Carcinoma Espinocelular: Diagnóstico em Imunossuprimidos

Santa Casa de São Carlos (SP) — Prova 2023

Enunciado

Paciente feminina, 52 anos, procura atendimento em atenção básica queixando-se de "ferida no peito há 4 meses". Relata que há aproximadamente 4 meses apresentou hiperemia na região anterior do tórax, sem melhora ao tratamento tópico com dexametasona e antialérgicos. Houve piora da lesão com aumento de tamanho, espessamento da pele com algumas áreas de descamação e ulceração. Nega trauma local. Nega saída de secreção. É hipertensa, obesa, diabética tipo II e portadora de retocolite ulcerativa. Faz uso regular de enalapril, anlodipino, metformina e azatioprina há 15 anos.
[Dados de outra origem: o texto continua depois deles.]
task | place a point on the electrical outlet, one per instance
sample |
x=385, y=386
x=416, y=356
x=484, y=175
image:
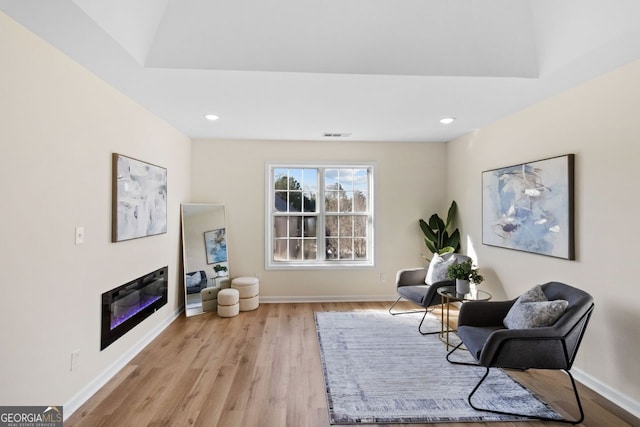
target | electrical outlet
x=79, y=235
x=75, y=359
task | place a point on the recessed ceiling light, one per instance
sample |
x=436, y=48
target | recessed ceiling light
x=336, y=134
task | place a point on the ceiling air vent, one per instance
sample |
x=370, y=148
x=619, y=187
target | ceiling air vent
x=336, y=134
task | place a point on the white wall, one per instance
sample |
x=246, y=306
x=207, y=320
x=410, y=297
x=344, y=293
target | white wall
x=59, y=125
x=598, y=121
x=409, y=184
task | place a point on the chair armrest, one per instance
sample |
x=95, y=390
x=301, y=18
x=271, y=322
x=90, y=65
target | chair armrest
x=411, y=277
x=539, y=348
x=483, y=313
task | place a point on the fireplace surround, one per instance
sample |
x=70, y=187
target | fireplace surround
x=126, y=306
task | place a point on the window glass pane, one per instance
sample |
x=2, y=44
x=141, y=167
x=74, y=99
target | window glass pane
x=331, y=247
x=295, y=226
x=310, y=180
x=346, y=226
x=309, y=229
x=310, y=249
x=280, y=179
x=361, y=180
x=331, y=226
x=346, y=179
x=295, y=179
x=346, y=201
x=360, y=248
x=331, y=201
x=280, y=226
x=309, y=201
x=359, y=202
x=280, y=201
x=345, y=249
x=280, y=250
x=295, y=249
x=295, y=201
x=313, y=224
x=331, y=179
x=360, y=226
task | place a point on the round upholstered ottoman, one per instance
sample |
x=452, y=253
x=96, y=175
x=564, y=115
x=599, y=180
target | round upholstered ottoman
x=228, y=305
x=249, y=290
x=209, y=299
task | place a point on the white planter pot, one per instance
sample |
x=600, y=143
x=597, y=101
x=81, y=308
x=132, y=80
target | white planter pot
x=462, y=286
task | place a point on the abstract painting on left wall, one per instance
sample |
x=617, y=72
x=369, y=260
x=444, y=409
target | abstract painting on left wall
x=139, y=207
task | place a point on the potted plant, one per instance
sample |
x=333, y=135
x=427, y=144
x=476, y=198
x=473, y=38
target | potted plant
x=436, y=232
x=220, y=269
x=463, y=273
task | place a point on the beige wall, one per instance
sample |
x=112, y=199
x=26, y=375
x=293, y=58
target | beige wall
x=409, y=184
x=598, y=121
x=59, y=125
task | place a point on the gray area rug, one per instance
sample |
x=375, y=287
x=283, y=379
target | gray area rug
x=378, y=369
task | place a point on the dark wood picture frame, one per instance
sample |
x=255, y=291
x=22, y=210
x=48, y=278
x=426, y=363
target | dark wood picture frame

Ao exame físico: lesão em região anterior do tórax, na face esternal, com área de pele espessada, hiperemiada e descamativa, associada a pequena úlcera com áreas irregulares. (figura abaixo); A principal hipótese diagnóstica é:

Alternativas

  1. A) Carcinoma espinocelular.
  2. B) Esclerodermia.
  3. C) Melanoma invasivo.
  4. D) Rabdomiossarcoma.

Pérola Clínica

Lesão cutânea ulcerada crônica + imunossupressão (azatioprina) → alta suspeita de Carcinoma Espinocelular.

Resumo-Chave

A presença de uma lesão cutânea persistente, com características de espessamento, descamação e ulceração, em uma paciente imunossuprimida (uso de azatioprina para retocolite ulcerativa), aumenta significativamente a suspeita de carcinoma espinocelular. A imunossupressão é um fator de risco bem estabelecido para câncer de pele não melanoma.

Contexto Educacional

O carcinoma espinocelular (CEC) é o segundo tipo mais comum de câncer de pele não melanoma, com uma incidência crescente. Sua importância clínica reside na capacidade de metástase, embora menos frequente que o melanoma, e na morbidade associada a lesões localmente avançadas. Pacientes imunossuprimidos representam um grupo de alto risco, onde o CEC tende a ser mais agressivo e de pior prognóstico. A fisiopatologia do CEC envolve a proliferação descontrolada de queratinócitos atípicos. Em pacientes imunossuprimidos, como os que usam azatioprina para doenças autoimunes como a retocolite ulcerativa, a vigilância imunológica contra células pré-malignas é comprometida, e a azatioprina em si tem propriedades fotossensibilizantes e genotóxicas, aumentando o risco. O diagnóstico é suspeitado clinicamente por lesões persistentes, ulceradas, que não cicatrizam, e confirmado por biópsia. O tratamento do CEC varia conforme o estágio, mas a excisão cirúrgica é a modalidade principal. Em imunossuprimidos, a vigilância deve ser mais rigorosa e o tratamento, mais agressivo. O prognóstico depende da detecção precoce e da ausência de metástases. Pontos de atenção incluem a necessidade de rastreamento regular em pacientes de risco e a consideração de CEC em qualquer lesão cutânea atípica ou persistente nesse grupo.

Perguntas Frequentes

Quais são os fatores de risco para carcinoma espinocelular?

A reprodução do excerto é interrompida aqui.